【原文】
人各おの長ずる所有り、短なる所有り。人を用うるには宜しく長を取りて短を舎つるべし。自ら処するには当に長を忘れて以て短を勉むべし。
【訳文】
人には各々長所もあれば短所もある。人を使う場合には、その人の長所を取って用い、短所を見ないようにするがよい。しかし、世に処していく際には、自分の長所を忘れて、短所を補うように努力すべきである。
【所感】
人にはそれぞれに長所と短所がある。人を使う際にはその人の長所を活用し、短所は用いないようにすべきである。自らが事に当たる場合は、自分の長所を忘れて、短所を改善するように励むべきである、と一斎先生は言います。
人材活用の基本事項です。
人には必ず長所と短所があります。
それを合算してしまうと、仮に長所が大きくても短所で相殺されて長所が活かされません。
長所だけに着目し、短所を捨てて仕事に当たってもらえば、それなりに成果が上がるはずです。
さて自分自身についてはどうかといえば、短所の改善に挑むべきだとしています。
ところで人には、技能面(外面)と性格面(内面)でそれぞれ長所と短所を有しているものです。
森信三先生が『修身教授録』の中で指摘しているように、知識や技能面での長所と短所は、たとえば文科系の人は運動が苦手であり、運動が得意な人は読書が苦手といったように、その方向がまったく逆向きであることがほとんどです。
ところが精神面になりますと、長所がそのまま短所になったり、短所が長所になるなど、その関係は表裏一体です。

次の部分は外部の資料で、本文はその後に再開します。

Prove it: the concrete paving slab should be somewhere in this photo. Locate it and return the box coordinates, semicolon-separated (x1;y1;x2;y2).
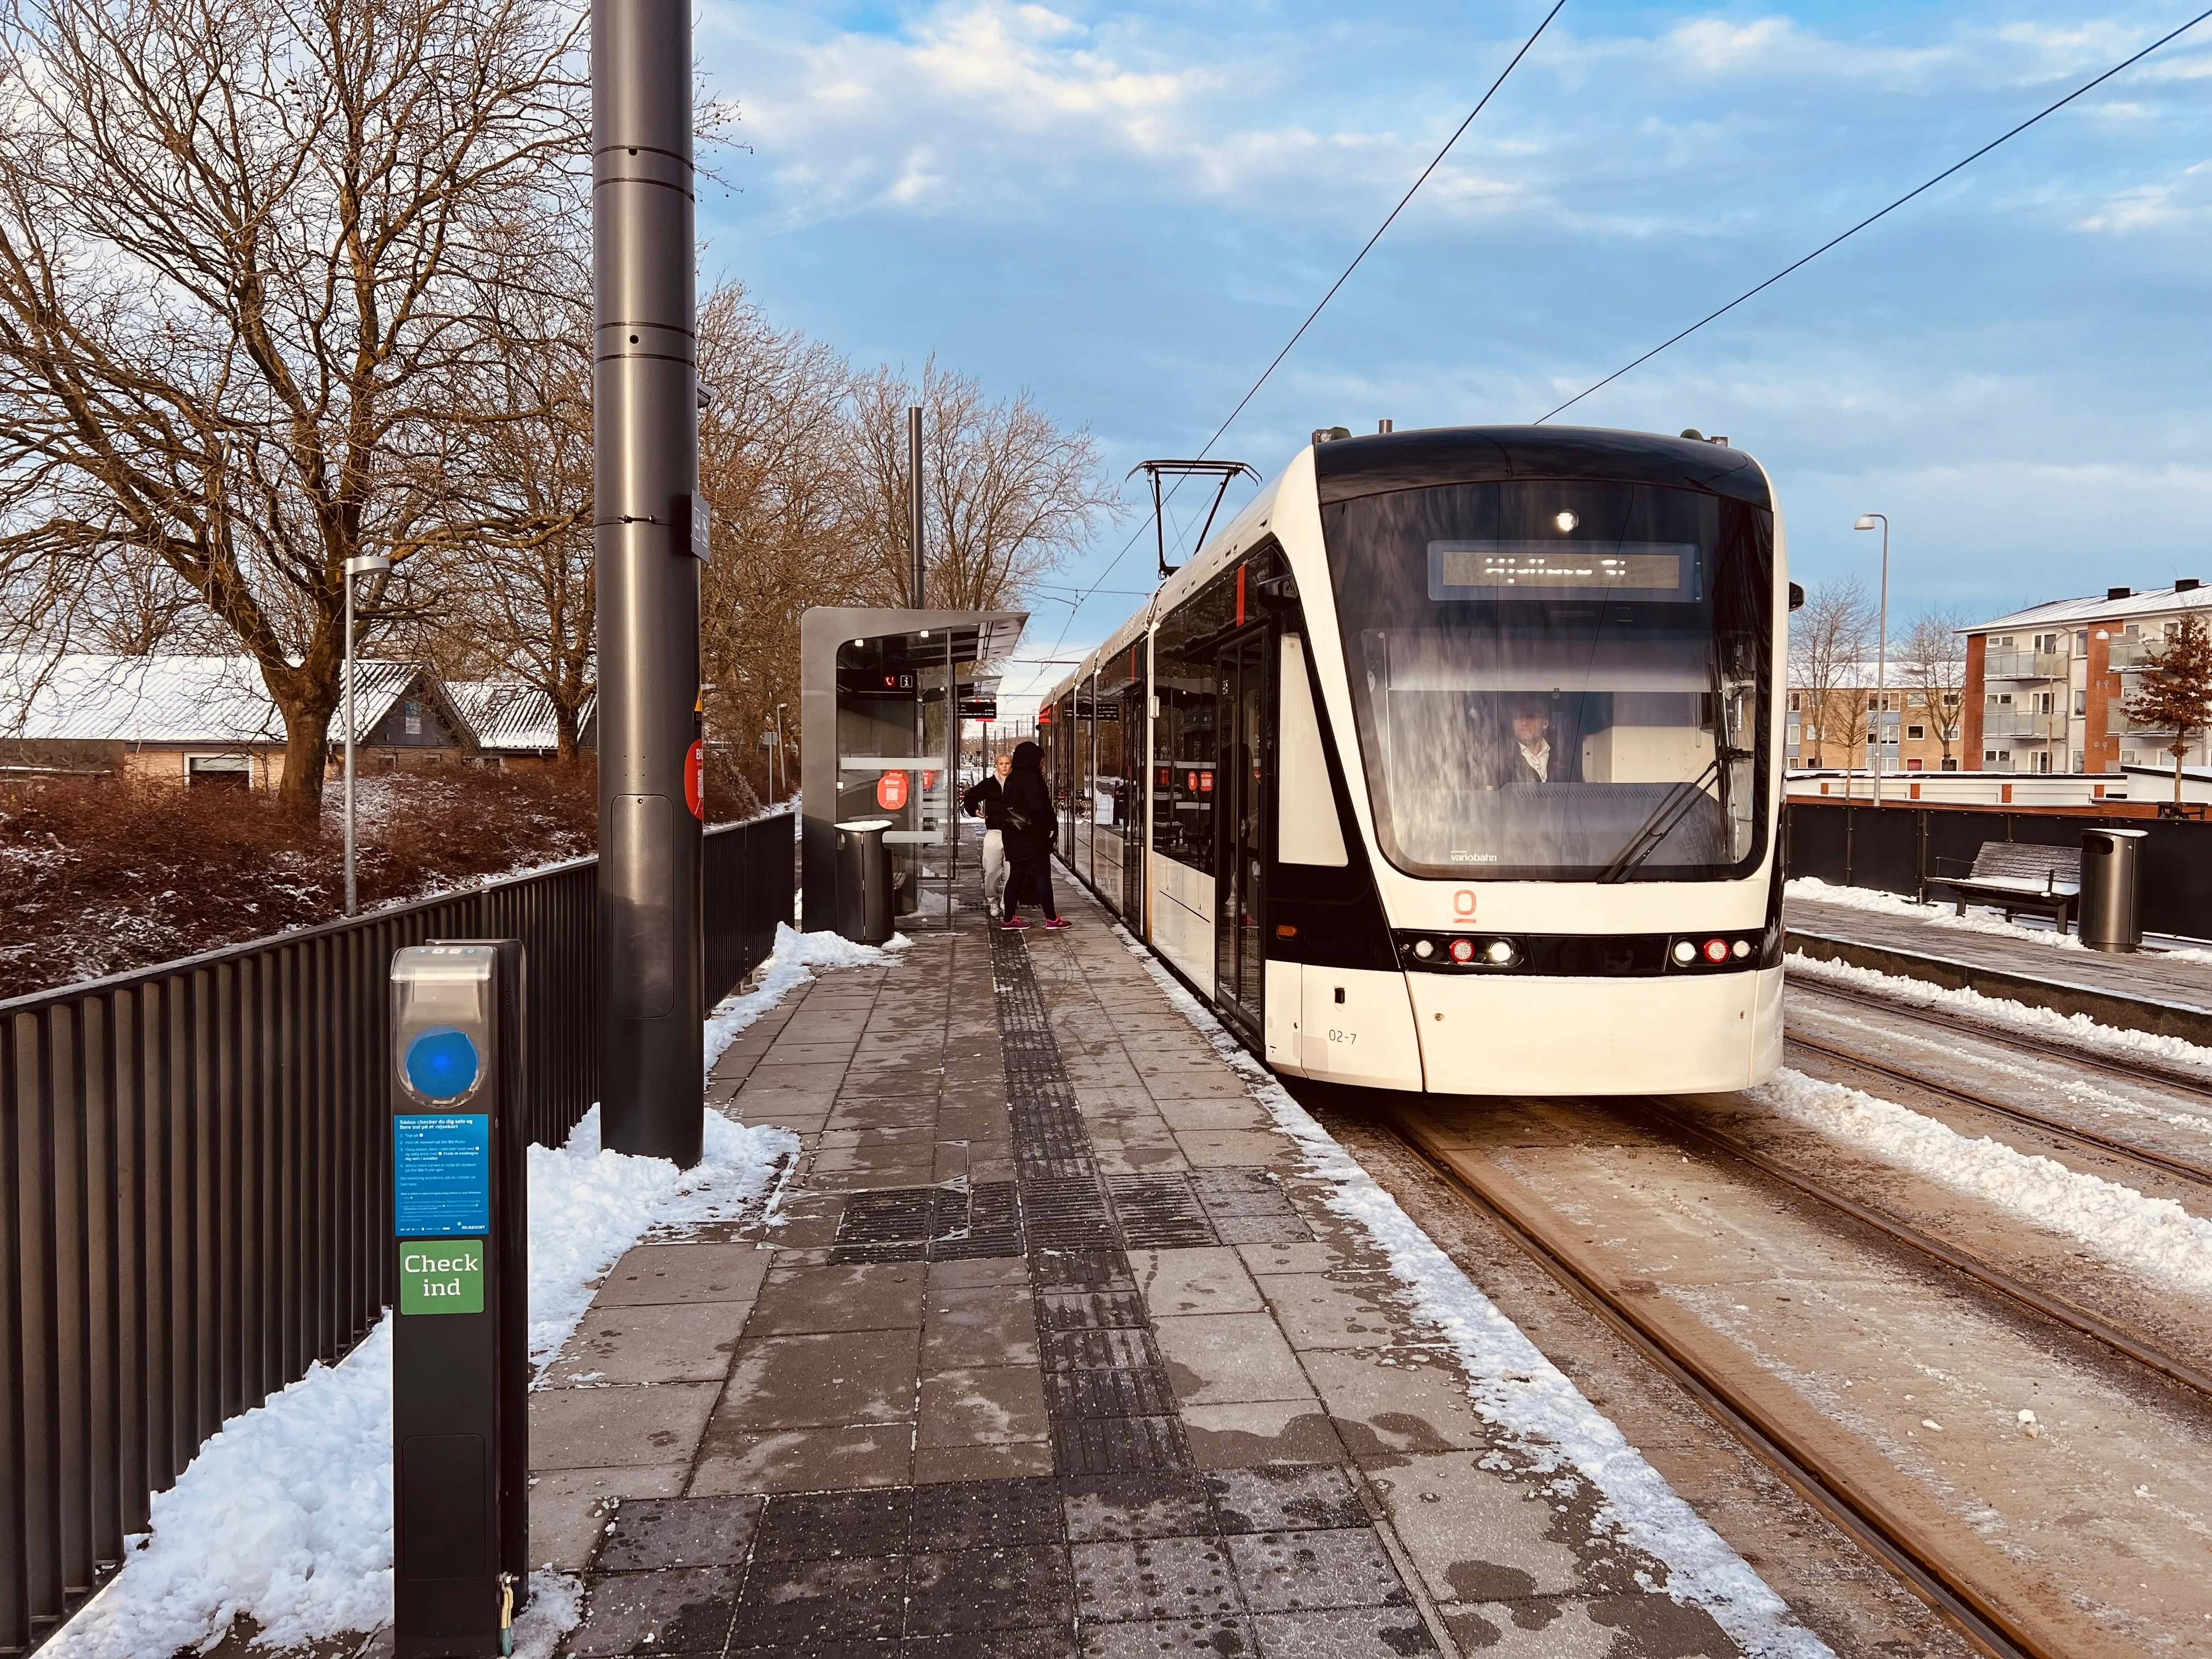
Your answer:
717;1329;921;1429
565;1562;739;1656
1255;1274;1409;1352
747;1262;927;1335
595;1493;763;1571
689;1425;915;1496
1129;1248;1265;1317
1079;1613;1256;1657
924;1283;1041;1370
552;1301;749;1385
1364;1451;1585;1603
530;1381;720;1470
529;1464;687;1572
1299;1349;1491;1463
1179;1403;1345;1469
1226;1527;1410;1612
1070;1535;1242;1623
914;1441;1058;1486
592;1242;770;1307
1151;1313;1314;1406
919;1365;1051;1447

本章で一斎先生が指摘している自己の短所とはこの精神面(内面)の短所を指しているとみて良いでしょう。
精神面の短所は、しっかり自己反省をして精進すれば、そのまま長所に変えることが比較的容易だからです。
春風を以て人に接し、秋霜を以て自ら粛(つつし)む。
という名言(第279日既出)を具体的な行動で解説した章だとみることができます。